Rural areas cover 80% of the European Union’s surface and represent 30% of its citizens. Today, rural areas have to face several challenges that hinder their digital and green transition, such as climate change, ageing and lack of broadband connection.
Nevertheless, the European Member States still lack a wide picture of the needs that rural areas have across different rural territories, being islands, coastal, inner areas etc, and their opportunities.
That’s why the European Commission pays a specific attention to rural areas through the European Long-Term Vision for Rural Areas and financed new projects seeking for new data and tools to support these territories.
In the last few months, the European projects GRANULAR and RUSTIK kicked-off.
GRANULAR – which stands for “Giving Rural Actors Novel Data and Re-Usable Tools to Lead Public Action in Rural Areas” – is a four-year project financed by the European programme on research and innovation and led by the Mediterranean Agronomic Institute of Montpellier.
GRANULAR’s goal is to generate new insights to characterise rural diversity by generating novel datasets and methods to better understand the dynamics, drivers and fluidity of rural areas.GRANULAR will run 7Living Labs in different regions of Europe (France, Netherlands, Poland, Spain, Sweden, United-Kingdom) and 9 Replication Labs in other countries (Albania, Finland, Greece, Italy, Latvia, Lithuania, Moldova, Romania and Serbia). In addition, a Rural Compass will be created to consider how different challenges affect rural areas and how policy makers should design effective rural policies to address them.

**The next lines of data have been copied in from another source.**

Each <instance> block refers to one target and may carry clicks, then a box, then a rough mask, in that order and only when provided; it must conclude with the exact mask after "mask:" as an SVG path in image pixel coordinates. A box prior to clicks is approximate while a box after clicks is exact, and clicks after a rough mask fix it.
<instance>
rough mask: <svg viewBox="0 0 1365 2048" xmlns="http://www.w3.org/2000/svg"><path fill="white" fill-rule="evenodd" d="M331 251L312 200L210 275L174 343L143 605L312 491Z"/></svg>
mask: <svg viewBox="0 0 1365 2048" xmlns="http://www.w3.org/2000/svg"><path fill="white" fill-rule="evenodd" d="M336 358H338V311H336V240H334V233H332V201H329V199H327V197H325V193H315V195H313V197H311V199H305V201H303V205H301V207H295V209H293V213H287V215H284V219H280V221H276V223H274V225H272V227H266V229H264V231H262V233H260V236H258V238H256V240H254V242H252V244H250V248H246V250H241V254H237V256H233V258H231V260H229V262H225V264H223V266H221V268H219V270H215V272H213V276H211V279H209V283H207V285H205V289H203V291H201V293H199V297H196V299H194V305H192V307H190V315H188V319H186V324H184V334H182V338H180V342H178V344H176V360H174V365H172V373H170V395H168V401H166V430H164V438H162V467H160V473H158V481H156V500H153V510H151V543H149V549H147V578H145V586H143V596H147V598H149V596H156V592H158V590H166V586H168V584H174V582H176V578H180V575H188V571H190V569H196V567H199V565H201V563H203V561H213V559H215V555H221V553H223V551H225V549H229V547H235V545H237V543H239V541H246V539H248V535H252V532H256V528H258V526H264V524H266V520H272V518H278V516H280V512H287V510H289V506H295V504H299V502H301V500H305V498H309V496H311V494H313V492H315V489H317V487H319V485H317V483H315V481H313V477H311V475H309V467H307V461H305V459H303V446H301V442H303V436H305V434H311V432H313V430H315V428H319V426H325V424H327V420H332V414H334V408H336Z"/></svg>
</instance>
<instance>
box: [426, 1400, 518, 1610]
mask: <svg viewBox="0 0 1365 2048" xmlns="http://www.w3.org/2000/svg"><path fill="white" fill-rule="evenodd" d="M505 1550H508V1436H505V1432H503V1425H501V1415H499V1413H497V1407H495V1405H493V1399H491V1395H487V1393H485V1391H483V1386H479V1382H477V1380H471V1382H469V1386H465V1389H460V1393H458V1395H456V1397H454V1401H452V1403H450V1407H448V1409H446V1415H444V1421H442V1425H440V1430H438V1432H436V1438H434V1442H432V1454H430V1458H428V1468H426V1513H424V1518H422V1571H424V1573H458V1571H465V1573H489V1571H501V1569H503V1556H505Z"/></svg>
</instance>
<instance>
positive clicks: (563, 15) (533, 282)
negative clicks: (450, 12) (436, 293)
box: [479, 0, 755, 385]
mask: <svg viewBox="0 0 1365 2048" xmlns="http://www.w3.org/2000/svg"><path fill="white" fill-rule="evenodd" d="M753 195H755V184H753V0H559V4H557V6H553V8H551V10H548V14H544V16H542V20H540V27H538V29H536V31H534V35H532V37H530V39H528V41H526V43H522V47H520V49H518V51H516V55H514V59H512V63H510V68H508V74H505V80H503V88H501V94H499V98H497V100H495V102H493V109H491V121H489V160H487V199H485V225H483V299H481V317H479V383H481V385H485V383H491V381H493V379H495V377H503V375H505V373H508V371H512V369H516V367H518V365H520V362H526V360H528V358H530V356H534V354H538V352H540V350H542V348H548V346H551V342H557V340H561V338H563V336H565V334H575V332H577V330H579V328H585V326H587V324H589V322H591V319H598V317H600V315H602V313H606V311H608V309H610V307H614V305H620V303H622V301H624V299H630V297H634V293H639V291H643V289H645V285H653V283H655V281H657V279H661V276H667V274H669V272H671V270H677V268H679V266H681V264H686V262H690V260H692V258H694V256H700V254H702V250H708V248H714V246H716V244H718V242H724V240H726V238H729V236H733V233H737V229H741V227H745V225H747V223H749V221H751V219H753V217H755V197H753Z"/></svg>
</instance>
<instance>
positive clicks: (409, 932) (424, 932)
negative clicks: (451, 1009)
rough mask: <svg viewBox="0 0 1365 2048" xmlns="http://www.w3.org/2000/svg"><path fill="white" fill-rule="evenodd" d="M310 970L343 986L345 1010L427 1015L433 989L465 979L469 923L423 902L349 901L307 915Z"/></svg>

RUSTIK – which stands for “Rural Sustainability Transitions through Integration of Knowledge for improved policy processes” is also funded by the European Union’s Horizon Europe programme. Led by the Institute for Rural Development Research, it aims to enable rural communities’ actors and policymakers to design better strategies, initiatives and policies fostering sustainability transitions of rural areas. Environment, climate-energy, socio-economic and digital will be the key transition pathways studied in the project. RUSTIK will run 14 Living Labs in 10 European countries as to generate new insights into rural diversity and societal transformations.